Note that we did not provide any sample CList. ScalaCheck will do that for us by testing with various randomly generated CList.

Exercise

Implementing a suffixes operation is provided as an exercise - given a Stack generate all its suffices. So suffixes of [1,2,3] should be [[1,2,3], [2,3], [3], []]. It has to be generating in decreasing order of size.
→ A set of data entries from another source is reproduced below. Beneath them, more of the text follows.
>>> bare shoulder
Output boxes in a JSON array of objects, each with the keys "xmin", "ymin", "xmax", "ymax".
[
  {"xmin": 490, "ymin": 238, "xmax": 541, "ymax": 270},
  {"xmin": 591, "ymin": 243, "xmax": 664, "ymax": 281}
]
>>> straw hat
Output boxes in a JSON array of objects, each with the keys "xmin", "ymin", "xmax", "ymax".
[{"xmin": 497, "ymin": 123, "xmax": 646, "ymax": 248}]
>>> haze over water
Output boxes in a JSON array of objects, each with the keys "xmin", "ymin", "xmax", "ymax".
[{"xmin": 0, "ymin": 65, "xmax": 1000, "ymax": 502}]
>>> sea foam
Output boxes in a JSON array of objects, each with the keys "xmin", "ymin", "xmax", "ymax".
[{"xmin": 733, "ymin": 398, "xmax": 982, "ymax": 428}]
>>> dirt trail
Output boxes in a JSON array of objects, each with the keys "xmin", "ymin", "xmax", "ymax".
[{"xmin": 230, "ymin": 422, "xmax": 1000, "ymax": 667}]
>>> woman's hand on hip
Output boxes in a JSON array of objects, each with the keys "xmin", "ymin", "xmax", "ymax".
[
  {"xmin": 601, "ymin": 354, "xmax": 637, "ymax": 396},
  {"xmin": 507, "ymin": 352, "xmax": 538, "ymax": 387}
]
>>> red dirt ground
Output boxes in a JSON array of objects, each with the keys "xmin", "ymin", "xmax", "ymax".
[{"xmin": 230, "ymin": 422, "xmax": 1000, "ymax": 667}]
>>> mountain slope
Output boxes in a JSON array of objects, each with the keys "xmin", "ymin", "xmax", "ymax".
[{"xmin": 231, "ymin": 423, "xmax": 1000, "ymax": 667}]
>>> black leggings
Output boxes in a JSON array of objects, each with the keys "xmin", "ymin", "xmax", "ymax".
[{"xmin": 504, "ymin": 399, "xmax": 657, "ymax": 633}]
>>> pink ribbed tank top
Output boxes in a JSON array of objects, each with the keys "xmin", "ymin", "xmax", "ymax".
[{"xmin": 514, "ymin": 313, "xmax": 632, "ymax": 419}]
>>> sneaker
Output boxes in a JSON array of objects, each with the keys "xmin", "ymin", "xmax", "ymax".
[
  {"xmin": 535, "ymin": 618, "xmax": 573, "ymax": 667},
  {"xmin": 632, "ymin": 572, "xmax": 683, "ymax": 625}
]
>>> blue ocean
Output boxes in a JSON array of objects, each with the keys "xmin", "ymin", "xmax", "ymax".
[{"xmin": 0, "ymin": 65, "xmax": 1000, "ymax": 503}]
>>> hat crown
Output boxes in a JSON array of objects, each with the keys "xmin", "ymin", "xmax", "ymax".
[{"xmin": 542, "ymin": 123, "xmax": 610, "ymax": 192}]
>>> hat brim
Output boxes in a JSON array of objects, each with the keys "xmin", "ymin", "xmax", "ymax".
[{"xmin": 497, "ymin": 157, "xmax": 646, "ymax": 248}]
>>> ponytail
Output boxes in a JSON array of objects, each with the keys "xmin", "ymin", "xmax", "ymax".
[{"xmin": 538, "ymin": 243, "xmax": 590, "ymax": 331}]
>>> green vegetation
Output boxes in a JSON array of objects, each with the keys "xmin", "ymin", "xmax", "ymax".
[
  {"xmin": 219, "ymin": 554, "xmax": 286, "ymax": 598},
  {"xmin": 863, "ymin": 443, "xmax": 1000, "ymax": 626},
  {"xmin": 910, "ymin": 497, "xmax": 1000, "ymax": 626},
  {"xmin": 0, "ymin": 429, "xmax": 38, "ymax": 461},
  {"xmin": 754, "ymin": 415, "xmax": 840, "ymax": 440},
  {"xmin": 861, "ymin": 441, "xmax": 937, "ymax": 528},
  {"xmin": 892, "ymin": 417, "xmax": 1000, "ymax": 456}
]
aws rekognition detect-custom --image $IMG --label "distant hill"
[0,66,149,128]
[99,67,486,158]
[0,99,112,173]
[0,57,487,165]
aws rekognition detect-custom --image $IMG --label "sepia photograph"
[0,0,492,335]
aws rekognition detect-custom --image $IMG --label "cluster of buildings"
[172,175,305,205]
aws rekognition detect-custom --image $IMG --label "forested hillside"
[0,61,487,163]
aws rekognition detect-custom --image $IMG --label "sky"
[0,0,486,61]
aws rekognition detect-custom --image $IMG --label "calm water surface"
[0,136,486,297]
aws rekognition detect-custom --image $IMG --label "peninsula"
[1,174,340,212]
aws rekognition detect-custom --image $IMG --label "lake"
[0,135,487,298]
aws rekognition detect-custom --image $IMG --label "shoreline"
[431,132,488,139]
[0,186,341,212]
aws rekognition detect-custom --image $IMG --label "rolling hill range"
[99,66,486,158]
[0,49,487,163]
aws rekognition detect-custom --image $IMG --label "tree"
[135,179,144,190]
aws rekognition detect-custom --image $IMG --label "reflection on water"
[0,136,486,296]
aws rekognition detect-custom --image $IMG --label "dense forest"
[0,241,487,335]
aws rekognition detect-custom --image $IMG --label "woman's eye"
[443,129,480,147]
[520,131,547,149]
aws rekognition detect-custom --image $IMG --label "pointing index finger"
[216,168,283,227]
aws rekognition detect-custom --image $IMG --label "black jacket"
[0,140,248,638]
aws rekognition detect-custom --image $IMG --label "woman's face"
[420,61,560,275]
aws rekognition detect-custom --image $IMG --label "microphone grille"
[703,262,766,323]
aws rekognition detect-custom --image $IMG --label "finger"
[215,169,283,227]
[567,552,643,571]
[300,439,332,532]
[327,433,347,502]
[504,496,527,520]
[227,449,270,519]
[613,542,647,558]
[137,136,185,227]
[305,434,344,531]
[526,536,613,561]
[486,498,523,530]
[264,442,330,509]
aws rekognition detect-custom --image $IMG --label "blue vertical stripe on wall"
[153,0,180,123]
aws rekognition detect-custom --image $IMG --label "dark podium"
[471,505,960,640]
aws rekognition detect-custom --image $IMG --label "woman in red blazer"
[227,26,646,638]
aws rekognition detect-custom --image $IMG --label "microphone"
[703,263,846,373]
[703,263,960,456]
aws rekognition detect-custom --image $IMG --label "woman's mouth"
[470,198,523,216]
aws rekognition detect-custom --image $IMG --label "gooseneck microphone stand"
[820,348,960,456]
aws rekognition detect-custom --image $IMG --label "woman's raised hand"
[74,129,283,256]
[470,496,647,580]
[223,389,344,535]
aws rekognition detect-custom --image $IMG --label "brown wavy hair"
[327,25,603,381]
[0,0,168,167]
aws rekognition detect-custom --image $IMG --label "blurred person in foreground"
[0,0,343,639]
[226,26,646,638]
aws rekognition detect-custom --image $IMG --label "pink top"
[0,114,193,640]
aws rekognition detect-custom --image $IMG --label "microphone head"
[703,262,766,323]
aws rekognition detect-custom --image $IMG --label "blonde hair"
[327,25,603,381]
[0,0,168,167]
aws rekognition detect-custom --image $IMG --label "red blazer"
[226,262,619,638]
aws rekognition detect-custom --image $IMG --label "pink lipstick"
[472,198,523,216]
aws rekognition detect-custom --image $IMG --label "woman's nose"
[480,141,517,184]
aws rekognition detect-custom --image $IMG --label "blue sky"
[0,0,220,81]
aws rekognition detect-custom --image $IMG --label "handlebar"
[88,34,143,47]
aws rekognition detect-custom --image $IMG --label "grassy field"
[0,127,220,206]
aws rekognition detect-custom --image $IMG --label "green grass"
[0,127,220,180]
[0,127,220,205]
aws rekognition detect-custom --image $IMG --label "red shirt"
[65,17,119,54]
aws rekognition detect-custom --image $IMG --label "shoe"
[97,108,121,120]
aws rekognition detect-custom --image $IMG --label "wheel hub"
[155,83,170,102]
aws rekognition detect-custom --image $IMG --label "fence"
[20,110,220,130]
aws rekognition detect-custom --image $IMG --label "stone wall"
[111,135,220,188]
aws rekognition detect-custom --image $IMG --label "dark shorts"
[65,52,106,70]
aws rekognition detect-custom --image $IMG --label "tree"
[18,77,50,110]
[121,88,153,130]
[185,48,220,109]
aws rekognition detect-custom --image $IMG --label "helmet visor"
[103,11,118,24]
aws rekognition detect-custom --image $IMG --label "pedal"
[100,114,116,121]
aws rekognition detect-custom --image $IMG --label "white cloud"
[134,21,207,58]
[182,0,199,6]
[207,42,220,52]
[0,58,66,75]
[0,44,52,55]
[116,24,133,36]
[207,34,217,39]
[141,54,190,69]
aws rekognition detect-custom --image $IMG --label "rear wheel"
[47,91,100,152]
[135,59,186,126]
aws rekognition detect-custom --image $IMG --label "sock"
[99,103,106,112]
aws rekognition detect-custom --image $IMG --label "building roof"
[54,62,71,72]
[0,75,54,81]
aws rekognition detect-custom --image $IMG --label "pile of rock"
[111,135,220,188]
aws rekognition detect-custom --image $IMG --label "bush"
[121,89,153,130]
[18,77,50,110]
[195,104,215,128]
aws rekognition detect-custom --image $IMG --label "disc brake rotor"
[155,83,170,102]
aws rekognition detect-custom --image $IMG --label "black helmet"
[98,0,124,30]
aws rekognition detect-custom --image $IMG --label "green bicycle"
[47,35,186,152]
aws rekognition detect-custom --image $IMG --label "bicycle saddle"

Given our classes, this can be easily done:

 1
 2
 3
 4
 5
 6
 7
 8
 9
10
sealed abstract class CList[+T] extends Stack[T] {
  def suffixes: CList[CList[T]]
}

case object Empty extends CList[Nothing] {
  def suffixes = Cons(Empty, Empty)
}

case class Cons[+T](hd: T, tl: CList[T]) extends CList[T] {
  def suffixes: CList[CList[T]] = Cons(this, tail.suffixes)

and a simple test which passes:

1
2
3
4
5
6
test("Stack suffixes") {
  check((xs: CList[Int]) => {
    val suffixes = xs.suffixes
    size(suffixes) == size(xs) + 1
  })
}

That is all for a basic implementation of Stack. See the complete code for Stack and the test. We could add many operations like map, filter etc in a similar way. If you are interested, take a look a Scala's implementation of List which is more general and feature rich.